Mengapa mewakili kaum migran? Dalam diri Kartini, yang terungkap dalam artikel dan surat-suratnya, mewujud sosok yang egaliter, internasionalis, dan tidak diskriminatif. Kartini memiliki legitimasi moral dan politik untuk mengartikulasikan aspirasi kaum migran di negara asalnya di koloni Belanda. Sayang sekali, Kartini tak jadi bersekolah di Negeri Kincir Angin.
Jauh sebelum tumbuhnya serikat-serikat buruh di Hindia Belanda, yang merupakan benih dari gerakan antikolonialisme, Kartini telah memikirkan bagaimana meningkatkan harkat hidup kaum buruh dengan meningkatkan pendidikan dan keterampilannya.
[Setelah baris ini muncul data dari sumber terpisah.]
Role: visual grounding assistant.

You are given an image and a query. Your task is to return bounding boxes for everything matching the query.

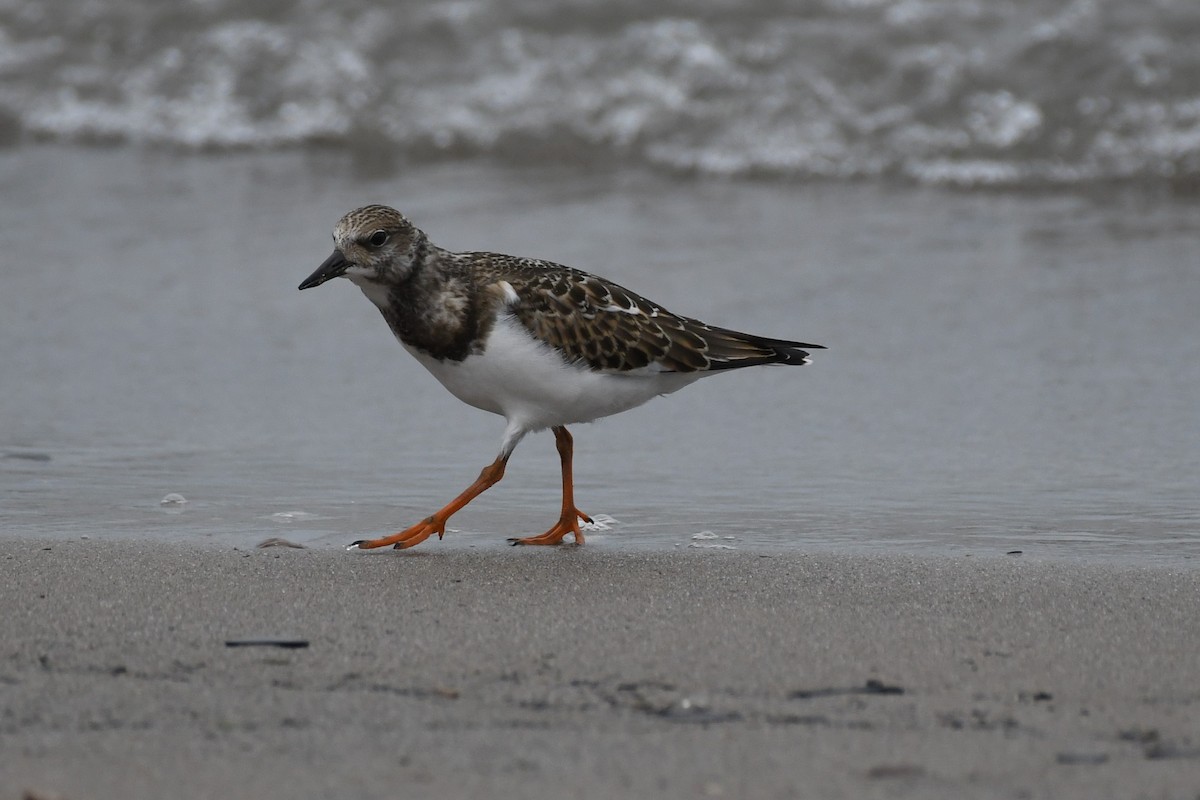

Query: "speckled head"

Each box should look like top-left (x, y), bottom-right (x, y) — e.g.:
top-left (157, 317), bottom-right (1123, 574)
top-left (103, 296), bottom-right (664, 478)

top-left (300, 205), bottom-right (426, 289)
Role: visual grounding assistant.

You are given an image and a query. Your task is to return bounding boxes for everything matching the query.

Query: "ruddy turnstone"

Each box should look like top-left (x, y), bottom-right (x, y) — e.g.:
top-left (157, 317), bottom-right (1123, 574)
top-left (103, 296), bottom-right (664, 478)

top-left (300, 205), bottom-right (823, 549)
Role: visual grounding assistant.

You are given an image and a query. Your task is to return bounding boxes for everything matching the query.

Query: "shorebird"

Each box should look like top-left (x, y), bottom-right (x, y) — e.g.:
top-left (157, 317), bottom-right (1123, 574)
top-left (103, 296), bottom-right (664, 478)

top-left (300, 205), bottom-right (824, 549)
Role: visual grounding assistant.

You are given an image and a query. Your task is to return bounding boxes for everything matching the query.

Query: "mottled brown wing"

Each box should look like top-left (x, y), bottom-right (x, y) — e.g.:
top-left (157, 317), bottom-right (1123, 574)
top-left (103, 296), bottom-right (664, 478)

top-left (477, 255), bottom-right (821, 372)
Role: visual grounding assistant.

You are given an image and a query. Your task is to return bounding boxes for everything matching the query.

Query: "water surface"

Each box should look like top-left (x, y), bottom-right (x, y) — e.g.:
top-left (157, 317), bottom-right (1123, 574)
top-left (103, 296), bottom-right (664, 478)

top-left (0, 146), bottom-right (1200, 565)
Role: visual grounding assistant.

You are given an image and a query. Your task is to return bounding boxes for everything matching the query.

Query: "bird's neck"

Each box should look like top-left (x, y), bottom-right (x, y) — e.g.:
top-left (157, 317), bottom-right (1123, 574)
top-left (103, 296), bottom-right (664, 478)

top-left (376, 241), bottom-right (480, 361)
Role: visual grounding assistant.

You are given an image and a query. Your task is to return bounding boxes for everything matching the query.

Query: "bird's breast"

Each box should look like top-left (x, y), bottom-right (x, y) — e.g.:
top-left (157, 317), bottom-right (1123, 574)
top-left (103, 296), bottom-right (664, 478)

Tak terbayangkan, di pengujung abad ke-19 dan memasuki abad ke-20, ada seorang perempuan Jawa mengungkapkan ketertarikannya pada langkah-langkah penguatan serikat buruh dan pendidikan buruh yang diinisiasi oleh Arnold Toynbee. Ketertarikan tersebut terungkap dalam korespondensinya dengan Stella ketika Kartini menyebutkan adanya "Toynbee Work".
Di sisi lain, Kartini sangat menentang patriarki dan feodalisme, meski akhirnya kalah ketika melawan dua penopang utama eksploitasi terhadap perempuan-perempuan Jawa. Apa yang dilihat dan dialami Kartini adalah penundukan dan perbudakan kaum perempuan: pingitan, pemaksaan bekerja pada anak perempuan, perkawinan paksa, dan poligami.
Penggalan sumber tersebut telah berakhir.